Berikut beberapa alasan kepentingan dewan pengawas lebih rendah di bandingkan dengan
pimpinan dan pengawai KPK
1. Perlindungan Terhadap Intervensi Politik
Mengurangi peran dewan pengawas dapat membantu melindungi KPK dari intervensi
politik yang mungkin terjadi jika dewan memiliki kewenangan yang terlalu besar.
2. Fokus Utama pada Penegakan Hukum
KPK adalah lembaga penegakan hukum yang memiliki tugas utama dalam
memberantas korupsi. Oleh karena itu, peran pimpinan dan pegawai KPK dalam
mengungkap dan menuntaskan kasus korupsi sering dianggap lebih langsung dan
kritis.
3. Efisiensi dan Responsif
Pimpinan dan pegawai KPK sering perlu bereaksi dengan cepat terhadap
perkembangan dalam menyelidiki korupsi. Terlalu banyak keterlibatan dewan
pengawas dapat memperlambat proses dan menyebabkan kurang responsif.

Namun, penting untuk diingat bahwa peran dewan pengawas dalam mengawasi dan
memberikan arahan strategi tetap penting untuk memastikan bahwa KPK menjalankan
tugasnya dengan integritas dan akuntabilitas. Keseimbangan antara kewenangan dan
kebijakan yang diberikan kepada dewan pengawas, pimpinan, dan pegawai KPK harus
mencerminkan prinsip-prinsip hukum dan tata kelola yang sehat.
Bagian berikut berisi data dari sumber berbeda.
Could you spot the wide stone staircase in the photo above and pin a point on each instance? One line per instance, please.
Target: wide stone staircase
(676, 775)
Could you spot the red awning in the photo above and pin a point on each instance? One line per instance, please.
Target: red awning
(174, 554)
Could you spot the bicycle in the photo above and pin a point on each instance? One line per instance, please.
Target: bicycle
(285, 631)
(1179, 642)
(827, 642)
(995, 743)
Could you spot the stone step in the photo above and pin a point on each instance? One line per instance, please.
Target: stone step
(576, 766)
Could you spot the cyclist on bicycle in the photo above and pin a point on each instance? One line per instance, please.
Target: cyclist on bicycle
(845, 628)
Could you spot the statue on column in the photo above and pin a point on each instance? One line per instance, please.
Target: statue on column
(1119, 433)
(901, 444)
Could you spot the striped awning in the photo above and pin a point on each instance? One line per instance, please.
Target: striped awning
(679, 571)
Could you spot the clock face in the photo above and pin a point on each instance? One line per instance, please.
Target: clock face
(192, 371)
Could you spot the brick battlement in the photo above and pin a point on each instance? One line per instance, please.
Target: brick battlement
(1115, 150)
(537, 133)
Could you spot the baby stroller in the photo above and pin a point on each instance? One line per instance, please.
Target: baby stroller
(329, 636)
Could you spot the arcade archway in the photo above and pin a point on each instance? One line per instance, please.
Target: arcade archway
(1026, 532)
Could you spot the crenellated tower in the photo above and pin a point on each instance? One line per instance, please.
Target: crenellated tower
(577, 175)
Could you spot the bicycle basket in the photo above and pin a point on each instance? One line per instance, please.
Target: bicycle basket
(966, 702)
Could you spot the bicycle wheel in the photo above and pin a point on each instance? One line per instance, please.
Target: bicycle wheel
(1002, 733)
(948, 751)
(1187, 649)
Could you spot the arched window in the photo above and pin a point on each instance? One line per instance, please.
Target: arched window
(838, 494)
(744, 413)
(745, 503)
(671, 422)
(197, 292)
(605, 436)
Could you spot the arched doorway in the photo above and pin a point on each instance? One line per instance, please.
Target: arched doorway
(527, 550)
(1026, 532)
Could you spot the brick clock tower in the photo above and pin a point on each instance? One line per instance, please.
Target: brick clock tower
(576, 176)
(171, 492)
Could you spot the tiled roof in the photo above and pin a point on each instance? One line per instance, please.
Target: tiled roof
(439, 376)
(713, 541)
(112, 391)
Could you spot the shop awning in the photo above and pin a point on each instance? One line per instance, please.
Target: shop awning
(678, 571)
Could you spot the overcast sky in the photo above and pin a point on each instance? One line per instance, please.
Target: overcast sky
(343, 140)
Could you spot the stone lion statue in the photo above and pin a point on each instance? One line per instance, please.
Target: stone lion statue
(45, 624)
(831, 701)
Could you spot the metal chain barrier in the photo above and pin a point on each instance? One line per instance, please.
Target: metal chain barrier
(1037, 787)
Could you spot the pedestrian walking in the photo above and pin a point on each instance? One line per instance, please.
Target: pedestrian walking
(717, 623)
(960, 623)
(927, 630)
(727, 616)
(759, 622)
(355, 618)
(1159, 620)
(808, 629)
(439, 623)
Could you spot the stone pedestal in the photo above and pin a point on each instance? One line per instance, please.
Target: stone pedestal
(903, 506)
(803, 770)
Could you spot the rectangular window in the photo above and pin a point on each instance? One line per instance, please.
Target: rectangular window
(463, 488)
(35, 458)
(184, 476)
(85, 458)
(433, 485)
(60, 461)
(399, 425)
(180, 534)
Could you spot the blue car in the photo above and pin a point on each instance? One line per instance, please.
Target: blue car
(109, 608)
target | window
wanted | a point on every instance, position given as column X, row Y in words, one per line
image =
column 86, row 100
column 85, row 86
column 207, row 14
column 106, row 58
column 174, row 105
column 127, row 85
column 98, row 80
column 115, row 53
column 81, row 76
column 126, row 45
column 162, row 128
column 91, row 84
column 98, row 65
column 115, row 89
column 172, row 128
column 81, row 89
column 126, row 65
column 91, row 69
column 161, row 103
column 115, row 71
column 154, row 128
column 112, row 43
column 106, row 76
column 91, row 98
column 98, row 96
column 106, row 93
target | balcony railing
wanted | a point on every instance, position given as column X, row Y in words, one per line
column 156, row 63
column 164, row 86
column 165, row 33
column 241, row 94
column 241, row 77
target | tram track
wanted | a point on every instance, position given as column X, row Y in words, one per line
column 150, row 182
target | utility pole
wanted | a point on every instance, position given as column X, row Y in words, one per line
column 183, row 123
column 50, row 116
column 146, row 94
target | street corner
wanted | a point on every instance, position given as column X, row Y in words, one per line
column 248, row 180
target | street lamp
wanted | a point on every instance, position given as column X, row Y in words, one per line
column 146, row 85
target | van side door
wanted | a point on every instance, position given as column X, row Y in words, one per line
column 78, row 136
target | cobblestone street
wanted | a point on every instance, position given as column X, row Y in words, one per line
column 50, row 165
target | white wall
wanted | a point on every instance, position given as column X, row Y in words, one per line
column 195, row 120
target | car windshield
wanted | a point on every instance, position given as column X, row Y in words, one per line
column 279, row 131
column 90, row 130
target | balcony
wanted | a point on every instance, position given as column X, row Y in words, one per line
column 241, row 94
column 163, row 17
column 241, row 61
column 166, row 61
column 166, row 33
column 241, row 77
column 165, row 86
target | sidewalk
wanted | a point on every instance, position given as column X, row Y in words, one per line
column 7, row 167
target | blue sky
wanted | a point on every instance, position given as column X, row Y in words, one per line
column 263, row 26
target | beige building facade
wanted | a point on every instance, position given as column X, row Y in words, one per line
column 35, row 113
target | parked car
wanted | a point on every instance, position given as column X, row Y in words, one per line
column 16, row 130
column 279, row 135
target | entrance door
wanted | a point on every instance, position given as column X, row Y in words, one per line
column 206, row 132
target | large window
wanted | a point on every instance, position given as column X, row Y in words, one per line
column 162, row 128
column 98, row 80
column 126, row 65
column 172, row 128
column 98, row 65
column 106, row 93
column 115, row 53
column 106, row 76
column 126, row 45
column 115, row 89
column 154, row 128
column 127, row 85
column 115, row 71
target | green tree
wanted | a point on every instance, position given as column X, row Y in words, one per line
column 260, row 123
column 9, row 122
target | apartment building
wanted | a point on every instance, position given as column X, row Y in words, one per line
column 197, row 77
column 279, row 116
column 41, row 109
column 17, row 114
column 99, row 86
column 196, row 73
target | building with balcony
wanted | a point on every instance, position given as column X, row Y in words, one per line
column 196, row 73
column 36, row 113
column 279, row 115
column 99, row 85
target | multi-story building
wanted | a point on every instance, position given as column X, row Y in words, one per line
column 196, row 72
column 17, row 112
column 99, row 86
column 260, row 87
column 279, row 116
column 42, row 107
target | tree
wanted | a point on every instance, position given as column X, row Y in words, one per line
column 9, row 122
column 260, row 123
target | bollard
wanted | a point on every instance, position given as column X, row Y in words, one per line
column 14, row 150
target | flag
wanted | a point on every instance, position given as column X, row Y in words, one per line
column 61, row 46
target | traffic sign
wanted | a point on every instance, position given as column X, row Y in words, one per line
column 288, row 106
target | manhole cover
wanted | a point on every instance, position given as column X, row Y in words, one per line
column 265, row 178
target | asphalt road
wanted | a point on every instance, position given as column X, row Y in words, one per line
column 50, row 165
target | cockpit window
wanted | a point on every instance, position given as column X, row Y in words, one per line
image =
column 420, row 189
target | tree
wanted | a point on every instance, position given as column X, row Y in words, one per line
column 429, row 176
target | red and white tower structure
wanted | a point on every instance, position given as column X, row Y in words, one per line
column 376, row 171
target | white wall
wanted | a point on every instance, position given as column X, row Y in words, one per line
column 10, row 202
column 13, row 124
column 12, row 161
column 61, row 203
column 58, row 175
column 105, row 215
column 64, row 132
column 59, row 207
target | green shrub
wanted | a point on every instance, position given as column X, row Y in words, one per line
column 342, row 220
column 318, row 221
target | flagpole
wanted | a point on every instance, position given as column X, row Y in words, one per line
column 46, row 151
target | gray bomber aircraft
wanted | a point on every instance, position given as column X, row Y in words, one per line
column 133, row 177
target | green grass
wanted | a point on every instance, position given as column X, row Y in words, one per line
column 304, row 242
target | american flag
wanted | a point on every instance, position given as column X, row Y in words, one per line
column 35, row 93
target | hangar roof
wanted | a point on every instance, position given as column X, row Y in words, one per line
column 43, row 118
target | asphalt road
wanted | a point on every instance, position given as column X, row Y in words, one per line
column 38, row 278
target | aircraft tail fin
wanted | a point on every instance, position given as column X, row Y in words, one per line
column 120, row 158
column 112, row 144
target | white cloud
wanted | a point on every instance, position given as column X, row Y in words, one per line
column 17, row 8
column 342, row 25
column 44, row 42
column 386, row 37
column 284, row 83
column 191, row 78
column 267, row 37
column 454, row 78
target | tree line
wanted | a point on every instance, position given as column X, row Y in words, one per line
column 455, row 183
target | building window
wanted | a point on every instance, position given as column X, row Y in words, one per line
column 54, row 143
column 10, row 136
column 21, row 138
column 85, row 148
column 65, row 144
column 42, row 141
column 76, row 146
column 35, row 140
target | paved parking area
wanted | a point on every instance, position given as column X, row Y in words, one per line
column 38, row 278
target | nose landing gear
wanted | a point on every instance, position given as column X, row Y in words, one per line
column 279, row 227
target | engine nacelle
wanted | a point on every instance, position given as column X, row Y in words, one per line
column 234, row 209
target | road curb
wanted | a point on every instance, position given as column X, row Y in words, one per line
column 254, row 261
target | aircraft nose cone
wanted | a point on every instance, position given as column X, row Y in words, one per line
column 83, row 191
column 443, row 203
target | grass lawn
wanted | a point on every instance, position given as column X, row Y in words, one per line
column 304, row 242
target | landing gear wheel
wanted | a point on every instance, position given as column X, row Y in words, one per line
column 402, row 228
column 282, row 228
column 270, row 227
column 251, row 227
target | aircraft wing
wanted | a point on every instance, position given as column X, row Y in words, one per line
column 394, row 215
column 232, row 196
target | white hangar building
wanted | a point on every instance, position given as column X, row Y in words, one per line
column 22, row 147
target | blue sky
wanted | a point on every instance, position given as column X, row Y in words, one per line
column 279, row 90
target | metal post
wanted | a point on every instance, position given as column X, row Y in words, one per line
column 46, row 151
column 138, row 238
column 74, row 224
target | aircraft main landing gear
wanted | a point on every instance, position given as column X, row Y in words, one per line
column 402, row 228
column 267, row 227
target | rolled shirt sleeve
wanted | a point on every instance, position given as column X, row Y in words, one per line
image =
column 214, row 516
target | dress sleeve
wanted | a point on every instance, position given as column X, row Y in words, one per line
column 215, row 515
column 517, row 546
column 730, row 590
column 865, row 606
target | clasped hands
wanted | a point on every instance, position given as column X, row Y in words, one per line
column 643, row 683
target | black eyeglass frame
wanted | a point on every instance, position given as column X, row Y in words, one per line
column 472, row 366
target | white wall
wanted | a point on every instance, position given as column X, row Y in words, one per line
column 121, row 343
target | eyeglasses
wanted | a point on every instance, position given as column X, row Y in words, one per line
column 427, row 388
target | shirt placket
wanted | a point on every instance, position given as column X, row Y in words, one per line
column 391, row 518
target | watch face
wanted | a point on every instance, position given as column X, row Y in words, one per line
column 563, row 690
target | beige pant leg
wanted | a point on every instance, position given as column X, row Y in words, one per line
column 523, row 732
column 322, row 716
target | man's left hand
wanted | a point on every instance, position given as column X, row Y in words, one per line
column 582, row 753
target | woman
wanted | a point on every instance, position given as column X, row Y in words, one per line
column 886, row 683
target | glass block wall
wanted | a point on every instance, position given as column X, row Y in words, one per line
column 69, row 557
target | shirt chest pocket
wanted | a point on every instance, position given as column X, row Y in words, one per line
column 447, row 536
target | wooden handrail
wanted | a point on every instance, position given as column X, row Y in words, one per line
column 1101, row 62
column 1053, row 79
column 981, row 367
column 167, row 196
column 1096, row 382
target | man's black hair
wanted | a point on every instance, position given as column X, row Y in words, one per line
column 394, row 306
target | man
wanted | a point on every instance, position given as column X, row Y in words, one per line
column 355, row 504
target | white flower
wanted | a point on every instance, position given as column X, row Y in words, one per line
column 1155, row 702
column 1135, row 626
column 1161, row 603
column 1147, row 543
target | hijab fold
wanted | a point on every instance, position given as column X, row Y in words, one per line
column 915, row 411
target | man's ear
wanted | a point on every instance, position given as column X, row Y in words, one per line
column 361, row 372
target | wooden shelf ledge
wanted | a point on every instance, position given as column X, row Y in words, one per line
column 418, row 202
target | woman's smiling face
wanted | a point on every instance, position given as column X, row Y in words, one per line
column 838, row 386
5. Bagaimana pegawai kpk mengatasi korupsi jika rentan dikontrol seperti ASN?
Pegawai Komisi Pemberantasan Korupsi (KPK) biasanya dilengkapi dengan berbagai
mekanisme dan langkah-langkah untuk mengatasi risiko korupsi dan kontrol yang mungkin
dilakukan terhadap mereka, meskipun tentu saja tidak selalu berhasil sepenuhnya. Berikut
beberapa cara yang dapat di lakukan:
1. Transparansi
Transparansi meningkatkan transparansi dalam tindakan dan keputusan mereka
sehingga sulit untuk menyembunyikan praktik korupsi.
2. Kerja Sama Internasional
Melakukan kerja sama dengan lembaga anti-korupsi internasional untuk
meningkatkan efektivitas pemberantasan korupsi.
3. Whistleblowing
Whistleblowing mendorong dan melindungi pelapor yang memberikan informasi
tentang tindakan korupsi, sehingga mereka tidak takut untuk melaporkan pelanggaran.
4. Pendidikan dan Pelatihan
Memberikan pelatihan etika dan anti-korupsi kepada pegawai KPK agar mereka lebih
peka terhadap risiko korupsi.

B. TUNTUTAN DILAPANGAN
1. Menuntut KPK agar lebih meningkatkan transparansi dalam penyelesain kasus
korupsi
2. Menuntut untuk memperkuat lembaga tersebut dalam memberantas korupsi
3. Menuntut setiap lembaga untuk meningkatkan ke efektivitasnya
4. Menuntut Peran Polri dalam penyelidikan dapat memperkuat koordinasi antar
lembaga penegak hukum, mendukung pengumpulan bukti, dan memastikan
proses hukum berjalan lancar.
5. Menuntut setiap pegawai KPK Untuk Menerapan pengawasan internal yang
ketat, pelatihan etika, dan memastikan bahwa sistem pengawasan eksternal
juga berfungsi efektif.
6. Menuntut agar Presiden dan DPR berhenti membahas revisi tersebut dan
membiarkan undang-undang tersebut tetap apa adanya.